Dengan harga serendah itu, kata Tohirudin, jelas para petani merugi. Soalnya, harga pupuk dan bibit tembakau mahal.
Ia mengaku, menanam tembakau sekitar 100 meter persegi dengan mengeluarkan biaya sekitar Rp10 juta. “Kalau tembakau oleh tengkulak dihargai Rp10.000 sampai Rp15.000 ya tidak impas dengan biaya tanam,” ujarnya.
Belum bukanya gudang-gudang milik pabrik rokok dipertanyakan para petani tembakau. “Biasanya pertengahan Agustus, gudang-gudang tembakau sudah buka. Ini sudah 31 Agustus, tidak ada gudang buka,” kata Fadol.
Dengan tutupnya gudang tembakau, kata Fadol, para petani jelas menjadi korban. “Mereka pusing karena modal tanam tembakau, sebagian dari utang,” katanya.
Belum lagi saat pemupukan, harga pupuk bersubsidi melambung hingga dua-empat kali lipat. “Harga pupuk bersubsidi naik menjadi Rp300.000 hingga Rp500.000 per kuintal,” kata Fadol.
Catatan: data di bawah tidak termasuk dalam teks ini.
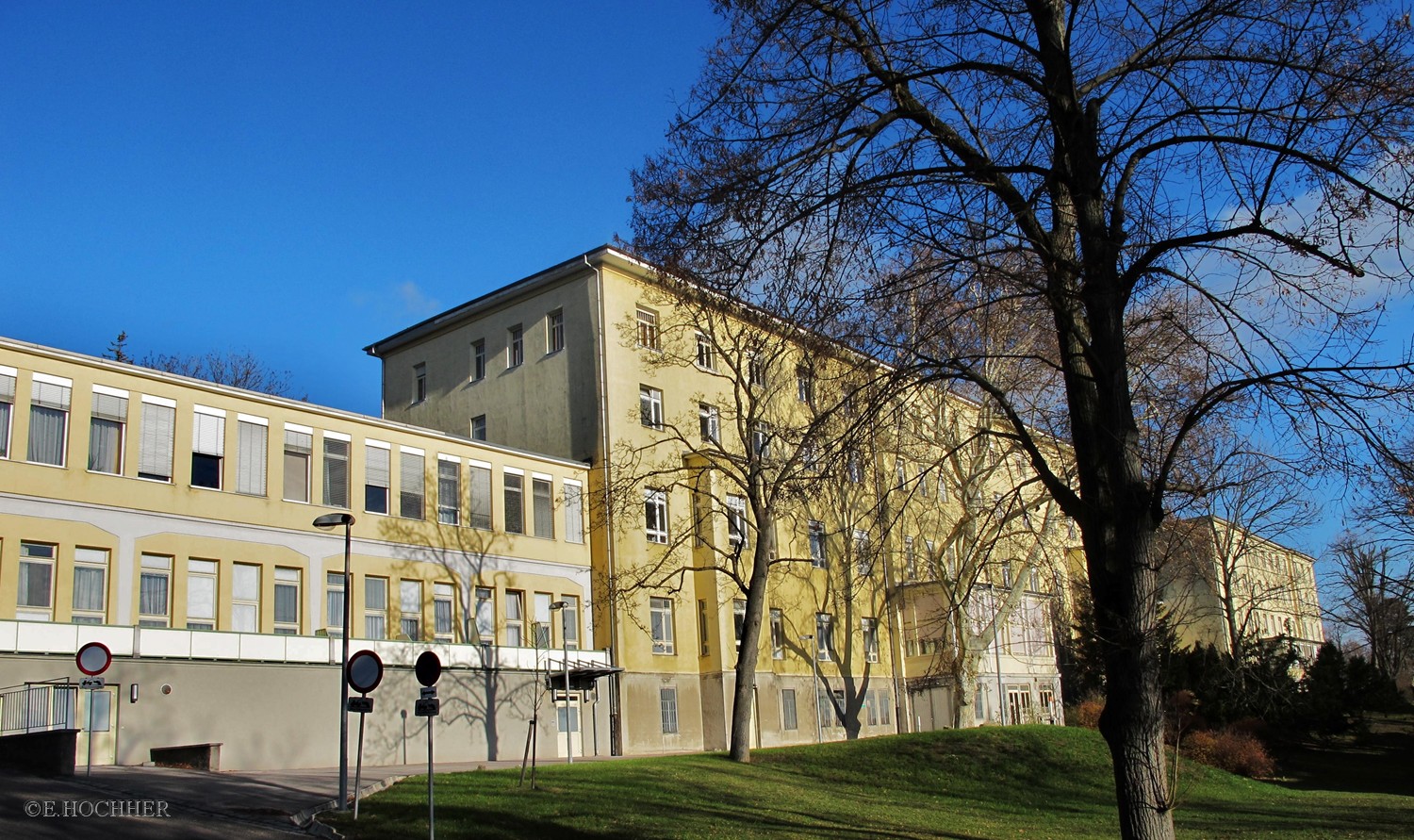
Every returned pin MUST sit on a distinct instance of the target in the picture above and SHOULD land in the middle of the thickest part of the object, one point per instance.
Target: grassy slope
(992, 782)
Fadol menduga, belum bukanya gudang-gudang tembakau ini karena ada “permainan”. Terbukti, ketika gudang belum ada yang buka, tetapi para tengkulak sudah siap membeli tembakau petani.
“Saya utang ke bank untuk beli bibit tembakau dan pupuk, ongkos pekerja juga mahal. Sekarang waktunya panen kok seperti ini nasib petani,” kata Supatma, petani tembakau.
Terkait aksi sejumlah petani yang membakar tembakaunya, Ketua Badan Permusyawatan Desa (BPD) Petunjungan, Muhammad Ishaq Baihaqi mengaku, tidak bisa melarang mereka. “Aksi para petani tembakau itu sudah pada puncak kekesalan. Mereka hanya berharap, gudang-gudang tembakau dibuka dan membeli tembakau mereka,” katanya.